Dans un contexte inflationniste et d’inégalité d’accès à des produits de première nécessité, comment les Français considèrent-ils la restauration collective, et les cantines scolaires en particulier ? S’appuyant sur les données d’une enquête menée en partenariat avec le Syndicat national de la restauration collective et l’Ifop, Jérémie Peltier, co-directeur général de la Fondation, analyse la manière dont l’opinion perçoit ce lieu essentiel à la cohésion de notre société.

« Nous n’avons jamais vu ça. » Henriette Steinberg, secrétaire générale du Secours populaire, constatait début mars dernier le recours historique et de plus en plus massif de la population aux aides alimentaires du fait de l’inflation et de l’augmentation des prix de l’alimentation (+ 14,5% en un an)1. Dans le même temps, les Restos du cœur, qui lançaient le week-end du 4 et 5 mars 2023 leur grande campagne de collecte, notaient une augmentation de 22% de personnes dans les files d’attente par rapport à l’hiver dernier.
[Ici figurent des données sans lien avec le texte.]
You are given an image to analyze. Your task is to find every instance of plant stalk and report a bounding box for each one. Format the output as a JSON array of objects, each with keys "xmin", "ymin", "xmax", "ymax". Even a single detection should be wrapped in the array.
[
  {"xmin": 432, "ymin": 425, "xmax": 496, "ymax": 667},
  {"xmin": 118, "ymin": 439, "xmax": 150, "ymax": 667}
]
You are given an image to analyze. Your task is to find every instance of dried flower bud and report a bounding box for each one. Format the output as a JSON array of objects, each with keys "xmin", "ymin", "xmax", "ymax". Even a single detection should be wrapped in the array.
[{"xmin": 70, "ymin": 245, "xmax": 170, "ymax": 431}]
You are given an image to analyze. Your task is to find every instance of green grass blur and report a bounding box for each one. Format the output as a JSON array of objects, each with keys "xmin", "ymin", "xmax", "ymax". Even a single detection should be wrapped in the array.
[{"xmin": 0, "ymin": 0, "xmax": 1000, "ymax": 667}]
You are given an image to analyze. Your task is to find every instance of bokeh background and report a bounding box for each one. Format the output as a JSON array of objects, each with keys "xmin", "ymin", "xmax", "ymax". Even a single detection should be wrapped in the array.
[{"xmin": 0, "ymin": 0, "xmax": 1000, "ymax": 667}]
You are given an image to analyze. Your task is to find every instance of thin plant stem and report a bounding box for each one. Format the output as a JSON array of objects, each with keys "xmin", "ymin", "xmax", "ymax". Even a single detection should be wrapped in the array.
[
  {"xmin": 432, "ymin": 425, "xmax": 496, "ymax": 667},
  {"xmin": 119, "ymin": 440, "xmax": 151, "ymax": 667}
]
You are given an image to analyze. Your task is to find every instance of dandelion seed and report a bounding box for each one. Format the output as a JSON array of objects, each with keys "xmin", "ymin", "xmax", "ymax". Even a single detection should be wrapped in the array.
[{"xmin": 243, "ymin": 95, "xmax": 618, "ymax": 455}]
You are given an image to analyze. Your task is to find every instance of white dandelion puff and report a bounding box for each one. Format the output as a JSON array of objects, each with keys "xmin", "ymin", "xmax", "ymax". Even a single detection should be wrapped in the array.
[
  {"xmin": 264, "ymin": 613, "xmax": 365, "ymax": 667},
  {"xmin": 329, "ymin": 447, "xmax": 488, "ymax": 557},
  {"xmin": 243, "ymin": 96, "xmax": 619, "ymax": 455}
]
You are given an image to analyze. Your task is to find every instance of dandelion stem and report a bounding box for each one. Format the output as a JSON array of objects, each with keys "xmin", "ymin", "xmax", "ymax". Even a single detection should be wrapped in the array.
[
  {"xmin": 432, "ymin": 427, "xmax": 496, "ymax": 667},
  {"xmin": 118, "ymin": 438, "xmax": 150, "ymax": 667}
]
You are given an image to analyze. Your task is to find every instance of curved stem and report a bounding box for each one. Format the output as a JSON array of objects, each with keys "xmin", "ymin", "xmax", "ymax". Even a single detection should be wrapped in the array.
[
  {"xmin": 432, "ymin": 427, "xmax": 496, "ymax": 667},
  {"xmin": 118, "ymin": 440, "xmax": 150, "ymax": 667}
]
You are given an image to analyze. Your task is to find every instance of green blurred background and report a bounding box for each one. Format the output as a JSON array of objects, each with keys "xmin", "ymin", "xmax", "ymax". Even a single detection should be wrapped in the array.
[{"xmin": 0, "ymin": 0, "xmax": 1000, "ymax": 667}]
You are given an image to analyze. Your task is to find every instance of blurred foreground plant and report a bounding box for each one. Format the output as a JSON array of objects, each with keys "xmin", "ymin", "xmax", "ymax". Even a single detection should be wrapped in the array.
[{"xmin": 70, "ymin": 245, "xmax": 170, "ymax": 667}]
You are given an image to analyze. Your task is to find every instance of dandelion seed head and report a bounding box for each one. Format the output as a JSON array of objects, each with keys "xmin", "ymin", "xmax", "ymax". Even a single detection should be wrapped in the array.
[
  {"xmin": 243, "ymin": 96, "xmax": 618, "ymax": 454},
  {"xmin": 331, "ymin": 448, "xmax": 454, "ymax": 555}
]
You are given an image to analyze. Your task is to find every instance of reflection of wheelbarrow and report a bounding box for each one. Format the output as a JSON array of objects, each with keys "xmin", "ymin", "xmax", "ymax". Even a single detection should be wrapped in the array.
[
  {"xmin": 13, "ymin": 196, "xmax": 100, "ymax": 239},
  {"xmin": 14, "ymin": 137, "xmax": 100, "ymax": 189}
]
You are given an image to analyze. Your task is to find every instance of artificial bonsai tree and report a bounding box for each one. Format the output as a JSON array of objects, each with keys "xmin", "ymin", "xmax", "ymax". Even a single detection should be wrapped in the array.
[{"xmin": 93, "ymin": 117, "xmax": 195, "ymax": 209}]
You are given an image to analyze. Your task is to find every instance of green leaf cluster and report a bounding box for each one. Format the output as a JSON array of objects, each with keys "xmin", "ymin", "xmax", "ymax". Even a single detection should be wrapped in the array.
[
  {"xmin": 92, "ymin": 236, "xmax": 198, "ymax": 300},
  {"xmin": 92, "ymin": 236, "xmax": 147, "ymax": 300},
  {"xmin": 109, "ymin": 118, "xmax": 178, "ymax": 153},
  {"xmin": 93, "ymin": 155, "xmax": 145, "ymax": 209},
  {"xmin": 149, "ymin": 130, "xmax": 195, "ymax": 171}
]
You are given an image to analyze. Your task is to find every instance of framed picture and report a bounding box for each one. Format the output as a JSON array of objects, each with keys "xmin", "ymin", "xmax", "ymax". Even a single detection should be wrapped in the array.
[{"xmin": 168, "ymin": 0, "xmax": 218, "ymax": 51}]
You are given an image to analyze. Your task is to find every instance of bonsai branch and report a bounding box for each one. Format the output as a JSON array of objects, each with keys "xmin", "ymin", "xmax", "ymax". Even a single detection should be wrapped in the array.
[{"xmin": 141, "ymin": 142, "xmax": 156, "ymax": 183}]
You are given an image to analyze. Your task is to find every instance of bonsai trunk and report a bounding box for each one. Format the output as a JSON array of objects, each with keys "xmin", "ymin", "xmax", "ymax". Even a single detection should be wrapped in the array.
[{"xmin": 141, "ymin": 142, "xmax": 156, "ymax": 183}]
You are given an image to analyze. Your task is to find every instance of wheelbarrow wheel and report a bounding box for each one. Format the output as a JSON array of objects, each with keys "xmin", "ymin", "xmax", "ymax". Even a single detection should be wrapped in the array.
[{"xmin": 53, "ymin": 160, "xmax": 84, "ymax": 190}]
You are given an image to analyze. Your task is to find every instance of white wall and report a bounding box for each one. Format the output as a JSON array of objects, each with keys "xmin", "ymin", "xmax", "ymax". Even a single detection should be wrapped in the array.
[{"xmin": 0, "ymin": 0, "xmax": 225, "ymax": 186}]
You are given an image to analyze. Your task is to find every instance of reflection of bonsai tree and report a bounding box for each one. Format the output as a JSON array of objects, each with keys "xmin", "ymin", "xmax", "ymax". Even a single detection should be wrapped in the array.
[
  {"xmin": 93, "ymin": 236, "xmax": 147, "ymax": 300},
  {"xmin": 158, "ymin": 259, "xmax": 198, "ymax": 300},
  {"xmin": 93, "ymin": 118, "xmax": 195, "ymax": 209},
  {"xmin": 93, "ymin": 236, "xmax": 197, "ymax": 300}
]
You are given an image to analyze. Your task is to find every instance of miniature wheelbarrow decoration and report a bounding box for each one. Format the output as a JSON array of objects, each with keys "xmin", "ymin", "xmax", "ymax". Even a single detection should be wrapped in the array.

Dans un autre registre, on constate depuis plusieurs mois maintenant une augmentation du nombre de vols à l’étalage de produits alimentaires dans les rayons des enseignes de grande distribution (augmentation de 10% des vols à caractère alimentaire en 2022 par rapport à 2021)2, obligeant même certains supermarchés à placer des anti-vol sur des produits emballés comme la viande et le poisson3« 4 »5.

D’une façon générale, les dépenses alimentaires des Français ont chuté ces derniers mois, signifiant en outre qu’ils sont de plus en plus nombreux à sauter des repas afin de maintenir leur budget à flot. Cela touche aussi les étudiants, justifiant la volonté du groupe socialiste à l’Assemblée nationale d’élargir aux non-boursiers les repas à un euro dans les Crous, solution finalement rejetée après un vote dans l’hémicycle6.

Dans le même temps, le salon de l’agriculture qui s’est tenu il y a quelques semaines a été l’occasion de rappeler l’importance du développement d’une alimentation locale et de qualité afin de répondre aux impératifs écologiques, sanitaires, sociaux et territoriaux.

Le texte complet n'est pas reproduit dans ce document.